Scientists know that in many cases non-motor symptoms (including perceptual distortions) predate the well-recognized loss of accurate motor control. A new study conducted by Professor S. Farokh Atashzar, who recently joined NYU Tandon, and his colleagues in Canada offers the first systematic investigation of Parkinson’s disease–related misperceptions of time-based upon visual clues. The team developed new tests for these early diagnostic markers and a new means of tracking disease progress free from the confounding artifacts of movement.

They reported promising outcomes from their simple visual test, which measured patients’ time perception using data-driven computational models. Their research, published recently in the Nature journal Scientific Reports, demonstrated for the first time that impaired vision-based time perception can indeed be used as a marker for the disease — bringing hope that the test will aid both early detection and effective long-term monitoring because sensory perception deficits affect 90% of Parkinson’s disease patients.

The four-year study filled in some key knowledge gaps about how Parkinson’s disease degrades the functions of basal ganglia, one of the brain’s control centers for sensorimotor skills. The team demonstrated that Parkinson’s disease significantly diminishes the time perception ability of patients — whether newly diagnosed with few symptoms or far into the disease progression, and whether or not they were using medication or brain stimulation therapy. 

The test was quite simple and could be used in any setting. Participants faced a computer monitor in which a circle and triangle appeared at variable programmed intervals. They estimated the time between the appearance of each blinking object over several iterations, which allowed the researchers to generate robust statistical computational models of perception. When the images flashed at short time intervals, the researchers detected no meaningful differences between the patients and the control group. But when they spaced the images at intervals of one second or more — the time frame controlled by the basal ganglia — consistent abnormalities became apparent.

The study also suggested impaired visual perception of time even for participants using brain stimulation therapy or Levodopa, a medicine used to treat Parkinson’s disease. The team also found an interesting correlation between impaired perceptual perception and motor impairment caused by disease progression.

The researchers plan to continue developing the tool and computational models for clinical and research purposes — perhaps adding haptics, auditory, or other sensory perception tests. 

The lead author of “Differential Temporal Perception Abilities in Parkinson’s Disease Patients Based on Timing Magnitude” is Matthew Bernardinis, who was a master’s degree student co-advised by Atashzar, Rajni V. Patel, and Mandar S. Jog, both of the University of Western Ontario.

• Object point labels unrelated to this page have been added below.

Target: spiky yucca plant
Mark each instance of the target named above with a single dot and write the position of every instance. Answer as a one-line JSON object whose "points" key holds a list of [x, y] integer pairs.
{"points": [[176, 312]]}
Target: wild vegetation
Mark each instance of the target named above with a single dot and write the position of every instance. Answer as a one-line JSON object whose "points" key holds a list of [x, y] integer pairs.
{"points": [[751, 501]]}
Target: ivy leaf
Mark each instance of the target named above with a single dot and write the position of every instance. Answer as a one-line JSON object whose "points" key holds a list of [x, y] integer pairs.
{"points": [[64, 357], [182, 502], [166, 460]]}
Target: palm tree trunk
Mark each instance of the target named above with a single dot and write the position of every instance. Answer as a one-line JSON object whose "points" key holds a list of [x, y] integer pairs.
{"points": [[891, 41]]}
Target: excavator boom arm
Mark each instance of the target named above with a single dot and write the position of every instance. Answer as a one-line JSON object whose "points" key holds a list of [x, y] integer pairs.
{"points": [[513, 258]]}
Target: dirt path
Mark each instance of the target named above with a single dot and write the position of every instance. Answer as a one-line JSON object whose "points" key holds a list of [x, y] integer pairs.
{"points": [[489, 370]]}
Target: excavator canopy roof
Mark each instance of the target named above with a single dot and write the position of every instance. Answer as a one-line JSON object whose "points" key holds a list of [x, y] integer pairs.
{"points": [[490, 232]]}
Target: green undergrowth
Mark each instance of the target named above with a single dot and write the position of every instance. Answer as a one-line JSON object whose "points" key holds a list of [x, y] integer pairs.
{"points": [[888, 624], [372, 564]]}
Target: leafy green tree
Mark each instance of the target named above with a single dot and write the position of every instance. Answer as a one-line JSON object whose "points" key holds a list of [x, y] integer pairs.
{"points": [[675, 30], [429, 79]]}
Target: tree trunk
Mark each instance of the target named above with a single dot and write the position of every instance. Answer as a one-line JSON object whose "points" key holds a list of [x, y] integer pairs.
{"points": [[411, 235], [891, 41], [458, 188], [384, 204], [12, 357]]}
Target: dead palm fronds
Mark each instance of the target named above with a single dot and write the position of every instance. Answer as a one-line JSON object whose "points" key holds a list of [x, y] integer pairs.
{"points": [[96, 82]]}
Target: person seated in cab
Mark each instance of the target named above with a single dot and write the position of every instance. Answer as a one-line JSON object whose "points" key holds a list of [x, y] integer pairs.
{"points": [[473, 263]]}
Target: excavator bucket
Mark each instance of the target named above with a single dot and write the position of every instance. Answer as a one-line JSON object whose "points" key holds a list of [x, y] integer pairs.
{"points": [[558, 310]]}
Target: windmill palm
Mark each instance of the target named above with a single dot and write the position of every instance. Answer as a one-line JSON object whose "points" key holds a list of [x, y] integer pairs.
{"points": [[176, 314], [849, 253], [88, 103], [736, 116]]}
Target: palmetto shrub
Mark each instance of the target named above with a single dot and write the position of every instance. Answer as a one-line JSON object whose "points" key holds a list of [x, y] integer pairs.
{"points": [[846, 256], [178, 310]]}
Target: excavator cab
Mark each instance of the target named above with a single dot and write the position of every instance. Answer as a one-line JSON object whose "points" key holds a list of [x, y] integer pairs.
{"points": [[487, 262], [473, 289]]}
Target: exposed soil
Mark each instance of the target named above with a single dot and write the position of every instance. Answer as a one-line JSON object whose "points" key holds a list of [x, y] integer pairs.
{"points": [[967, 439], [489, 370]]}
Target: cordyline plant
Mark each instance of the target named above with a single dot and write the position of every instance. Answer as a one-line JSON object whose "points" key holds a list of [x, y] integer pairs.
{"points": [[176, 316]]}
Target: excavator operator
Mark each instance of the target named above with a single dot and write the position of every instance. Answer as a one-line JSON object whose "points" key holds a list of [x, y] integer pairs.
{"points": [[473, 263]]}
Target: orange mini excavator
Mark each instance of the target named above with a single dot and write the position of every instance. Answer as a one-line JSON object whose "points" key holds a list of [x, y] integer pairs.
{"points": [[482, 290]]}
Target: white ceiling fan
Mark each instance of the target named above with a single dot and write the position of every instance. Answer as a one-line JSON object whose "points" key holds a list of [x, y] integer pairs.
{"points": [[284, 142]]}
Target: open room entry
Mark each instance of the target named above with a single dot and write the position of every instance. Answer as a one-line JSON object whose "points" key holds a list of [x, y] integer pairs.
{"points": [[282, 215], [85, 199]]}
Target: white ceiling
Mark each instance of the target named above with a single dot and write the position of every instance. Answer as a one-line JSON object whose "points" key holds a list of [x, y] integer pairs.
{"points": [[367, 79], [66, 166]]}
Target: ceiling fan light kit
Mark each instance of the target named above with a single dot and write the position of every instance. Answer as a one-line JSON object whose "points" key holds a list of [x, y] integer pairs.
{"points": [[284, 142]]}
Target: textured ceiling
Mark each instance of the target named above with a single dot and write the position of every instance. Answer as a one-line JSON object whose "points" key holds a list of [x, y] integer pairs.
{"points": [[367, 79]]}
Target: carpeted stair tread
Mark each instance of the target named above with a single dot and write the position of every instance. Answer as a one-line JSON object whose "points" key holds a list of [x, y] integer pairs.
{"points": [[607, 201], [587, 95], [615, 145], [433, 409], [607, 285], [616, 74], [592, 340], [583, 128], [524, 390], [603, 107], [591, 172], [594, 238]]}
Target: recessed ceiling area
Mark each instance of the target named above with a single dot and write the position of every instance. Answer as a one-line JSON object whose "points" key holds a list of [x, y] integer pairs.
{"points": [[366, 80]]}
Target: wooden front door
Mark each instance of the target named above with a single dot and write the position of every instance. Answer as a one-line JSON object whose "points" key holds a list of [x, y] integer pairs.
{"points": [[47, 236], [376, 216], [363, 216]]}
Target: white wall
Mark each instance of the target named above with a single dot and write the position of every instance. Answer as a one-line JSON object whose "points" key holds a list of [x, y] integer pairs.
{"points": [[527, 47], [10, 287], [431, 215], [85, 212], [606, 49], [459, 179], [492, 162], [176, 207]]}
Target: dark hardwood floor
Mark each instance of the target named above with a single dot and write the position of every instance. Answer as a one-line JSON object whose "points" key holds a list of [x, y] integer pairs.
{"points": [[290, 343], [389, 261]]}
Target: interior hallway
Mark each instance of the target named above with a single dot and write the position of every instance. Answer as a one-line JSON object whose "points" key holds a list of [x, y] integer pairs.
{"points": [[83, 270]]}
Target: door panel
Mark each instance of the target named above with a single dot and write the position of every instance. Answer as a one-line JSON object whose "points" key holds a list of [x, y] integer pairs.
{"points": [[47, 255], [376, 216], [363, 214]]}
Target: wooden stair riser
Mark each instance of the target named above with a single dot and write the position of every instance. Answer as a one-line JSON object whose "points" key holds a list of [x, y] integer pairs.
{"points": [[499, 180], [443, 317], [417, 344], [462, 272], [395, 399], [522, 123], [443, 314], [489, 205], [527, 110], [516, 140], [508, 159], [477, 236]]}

Atashzar joined NYU Tandon in 2019 as an assistant professor appointed to the Department of Electrical and Computer Engineering as well as the Department of Mechanical and Aerospace Engineering. Previously, he was a senior postdoctoral scientist in the Department of Bioengineering at the Imperial College London in the United Kingdom, sponsored by the Natural Sciences and Engineering Research Council (NSERC) of Canada. From February 2017 to August 2018, he served as a postdoctoral research associate at Canadian Surgical Technologies and Advanced Robotics (CSTAR) center. His research employs artificial intelligence, advanced control systems, signal processing algorithms, smart wearable mechatronic modules, and human-robot interaction systems to augment human capabilities and understand the functions of the human nervous system.